I’m currently reading Princesses Behaving Badly: Real Stories from History Without the Fairy-Tale Endings by Linda Rodriguez McRobbie, a directory of mini-biographies of various princesses—warriors, schemers, usurpers, and so forth. It was listed as one of the “Best Books Coming Out This Week” on NPR Book News, which is how I came by it. Unfortunately, I can’t pass on the recommendation. It’s a coffee table book, fun to flip through, but without real depth (or fine writing)—which is fine, I just wasn’t expecting history-lite. The mini-biographies are really mini. The tone goes for a casual flippancy that feels out of place and erodes my confidence in the writer as a serious researcher/historian. The language strives to be hip and funny but misses the mark. It’s disappointing to read a book that claims it’s trying to add dimension to the idea of “princess” as a fairy tale stereotype while discussing powerful characters in a trite, vapid tone. As a reader, I felt talked down to. The book did introduce me to a number of fascinating women I hadn’t come across before, even if several of them are figures of folklore or myth rather than actual history.

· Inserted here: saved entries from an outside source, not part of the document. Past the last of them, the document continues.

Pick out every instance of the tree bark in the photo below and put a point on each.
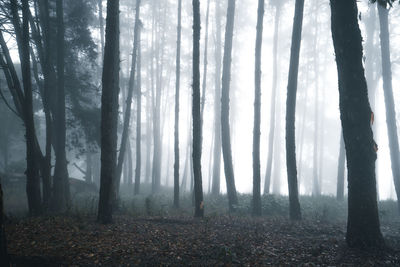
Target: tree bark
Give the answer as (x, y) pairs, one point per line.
(61, 181)
(257, 112)
(138, 119)
(363, 229)
(198, 187)
(177, 87)
(341, 169)
(204, 85)
(389, 100)
(4, 258)
(294, 205)
(268, 172)
(127, 117)
(109, 113)
(225, 131)
(217, 105)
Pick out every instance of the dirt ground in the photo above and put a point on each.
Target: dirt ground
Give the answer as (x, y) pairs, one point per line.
(183, 241)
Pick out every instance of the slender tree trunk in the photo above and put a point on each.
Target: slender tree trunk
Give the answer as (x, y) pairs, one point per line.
(89, 167)
(341, 170)
(276, 182)
(109, 113)
(316, 185)
(50, 84)
(127, 117)
(130, 162)
(294, 205)
(257, 112)
(32, 171)
(363, 229)
(101, 24)
(138, 120)
(4, 258)
(217, 104)
(177, 87)
(268, 172)
(198, 187)
(204, 85)
(389, 100)
(225, 131)
(61, 182)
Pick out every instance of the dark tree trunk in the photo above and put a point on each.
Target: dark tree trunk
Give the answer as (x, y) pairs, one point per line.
(257, 112)
(217, 104)
(89, 167)
(363, 229)
(198, 187)
(101, 24)
(32, 171)
(225, 131)
(4, 259)
(316, 179)
(109, 113)
(341, 169)
(138, 120)
(177, 87)
(50, 85)
(294, 205)
(268, 172)
(129, 162)
(204, 85)
(61, 182)
(127, 117)
(389, 100)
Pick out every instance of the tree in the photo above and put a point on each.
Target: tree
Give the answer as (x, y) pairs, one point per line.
(257, 112)
(61, 183)
(268, 172)
(294, 205)
(217, 103)
(388, 94)
(127, 117)
(341, 169)
(4, 259)
(177, 87)
(109, 113)
(363, 229)
(225, 130)
(198, 187)
(32, 169)
(138, 118)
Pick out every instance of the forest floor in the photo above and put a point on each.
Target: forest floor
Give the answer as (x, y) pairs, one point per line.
(182, 241)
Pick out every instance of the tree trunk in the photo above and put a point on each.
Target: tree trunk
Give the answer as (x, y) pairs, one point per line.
(225, 131)
(4, 259)
(101, 24)
(50, 84)
(138, 120)
(268, 172)
(61, 181)
(32, 171)
(198, 187)
(89, 167)
(316, 185)
(389, 100)
(109, 113)
(177, 87)
(341, 170)
(204, 85)
(257, 112)
(217, 104)
(294, 205)
(127, 117)
(363, 229)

3 thoughts on “Friday Fiction: “Gargoyle”

  1. A friend of mine introduced me to Burrow Press Review just this week and I love the stories there! “Gargoyle” was fantastic and creepy. I’m so glad that you are recommending it.

    I read your “Security” story. It gave me the shivers and was so brillaint, I had to reread it a few times (and the ending, every time, still punched me in the gut, haha. So, so great).

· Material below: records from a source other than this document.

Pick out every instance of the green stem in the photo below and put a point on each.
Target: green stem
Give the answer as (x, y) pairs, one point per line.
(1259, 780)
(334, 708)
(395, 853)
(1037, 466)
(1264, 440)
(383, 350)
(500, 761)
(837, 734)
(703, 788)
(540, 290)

    I heard about that princess book and I suspected as much. Even though the idea of exploring real princesses is an interesting one, I’m always skeptical about books that claim that they’re adding a “new dimension” to the conversation. A book that actually does this is one that doesn’t have to make grand statements. It just does (if that makes sense). The princesses in the book sound fierce and inspiring though, so jotting their names down and doing my own research on them would probably be better. At least this book opens the door for people to learn about real-life princesses, whereas they may been obsure before.

    Anyway, before I keep talking in circles, I’m going to stop, haha. Congrats on the publication of you short story. I can wait to read the forthcoming stories!

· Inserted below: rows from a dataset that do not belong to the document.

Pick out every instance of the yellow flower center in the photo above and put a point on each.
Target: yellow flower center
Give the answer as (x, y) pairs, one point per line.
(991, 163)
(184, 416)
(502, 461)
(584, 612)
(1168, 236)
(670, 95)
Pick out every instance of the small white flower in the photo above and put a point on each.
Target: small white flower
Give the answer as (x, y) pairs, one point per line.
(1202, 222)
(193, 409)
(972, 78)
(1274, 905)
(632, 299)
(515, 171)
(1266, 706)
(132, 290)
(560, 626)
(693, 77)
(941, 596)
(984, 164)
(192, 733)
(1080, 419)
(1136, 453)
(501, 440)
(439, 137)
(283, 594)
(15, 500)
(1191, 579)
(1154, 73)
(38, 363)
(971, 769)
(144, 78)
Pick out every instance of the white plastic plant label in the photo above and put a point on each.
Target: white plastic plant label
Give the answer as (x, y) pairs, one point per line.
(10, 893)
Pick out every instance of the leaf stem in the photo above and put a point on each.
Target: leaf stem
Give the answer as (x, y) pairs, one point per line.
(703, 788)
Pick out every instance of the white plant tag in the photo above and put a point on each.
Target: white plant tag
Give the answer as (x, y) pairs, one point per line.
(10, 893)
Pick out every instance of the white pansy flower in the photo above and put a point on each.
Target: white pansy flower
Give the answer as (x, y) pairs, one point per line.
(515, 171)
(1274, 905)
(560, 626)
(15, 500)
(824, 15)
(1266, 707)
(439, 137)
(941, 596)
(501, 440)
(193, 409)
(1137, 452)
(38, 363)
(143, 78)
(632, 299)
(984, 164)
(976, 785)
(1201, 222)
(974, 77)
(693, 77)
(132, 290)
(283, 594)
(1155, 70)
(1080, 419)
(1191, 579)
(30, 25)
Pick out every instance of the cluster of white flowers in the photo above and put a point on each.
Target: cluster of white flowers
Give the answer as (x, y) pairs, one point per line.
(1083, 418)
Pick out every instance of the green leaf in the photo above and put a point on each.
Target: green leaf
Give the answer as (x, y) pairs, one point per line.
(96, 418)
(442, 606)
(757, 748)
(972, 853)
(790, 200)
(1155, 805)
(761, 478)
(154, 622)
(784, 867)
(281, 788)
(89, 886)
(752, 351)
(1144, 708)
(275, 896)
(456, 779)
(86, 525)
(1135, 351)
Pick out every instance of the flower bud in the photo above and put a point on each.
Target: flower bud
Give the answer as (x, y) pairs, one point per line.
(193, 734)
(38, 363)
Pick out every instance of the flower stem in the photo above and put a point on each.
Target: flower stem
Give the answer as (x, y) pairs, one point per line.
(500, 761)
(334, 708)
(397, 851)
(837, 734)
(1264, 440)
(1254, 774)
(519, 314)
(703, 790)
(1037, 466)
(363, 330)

    1. I think I found Burrow through Twitter! The “who to follow” sidebar gets increasingly more relevant for me.

      Thank you so much, Kim! That’s so sweet of you to say!

      I agree—the packaging/promotion of this book was really trying to capitalize on the popularity of fairy tale things—but it stretches for that in a really shallow way. I ended up doing much the same thing, which is just investigating the people on my own because I didn’t trust what the writer put down on the page. It’s a coffee table book, and there’s nothing wrong with that; it’s just not what I expected :(

      This reminds me though, I’ve got to check in with you on what recent books you’d recommend!

  2. I’m guilty of ignoring the Twitter recs, so I should probably start paying more attention to them, haha.

    Hmmmm, I’ve been reading a lot of books for research purposes recently, so I don’t have anything new I’ve read that I can really think of. However, if you’ve never read Alethea Kontis’s “Enchanted,” yet thee to a bookstore pronto! I loved it and I have the next book in the series, “Hero,” sitting on my desk and I’m dyyyying to read it but I can’t yet. It’s literally the first book I’m itching to read after I’m done with my research / current writing project / meeting deadline.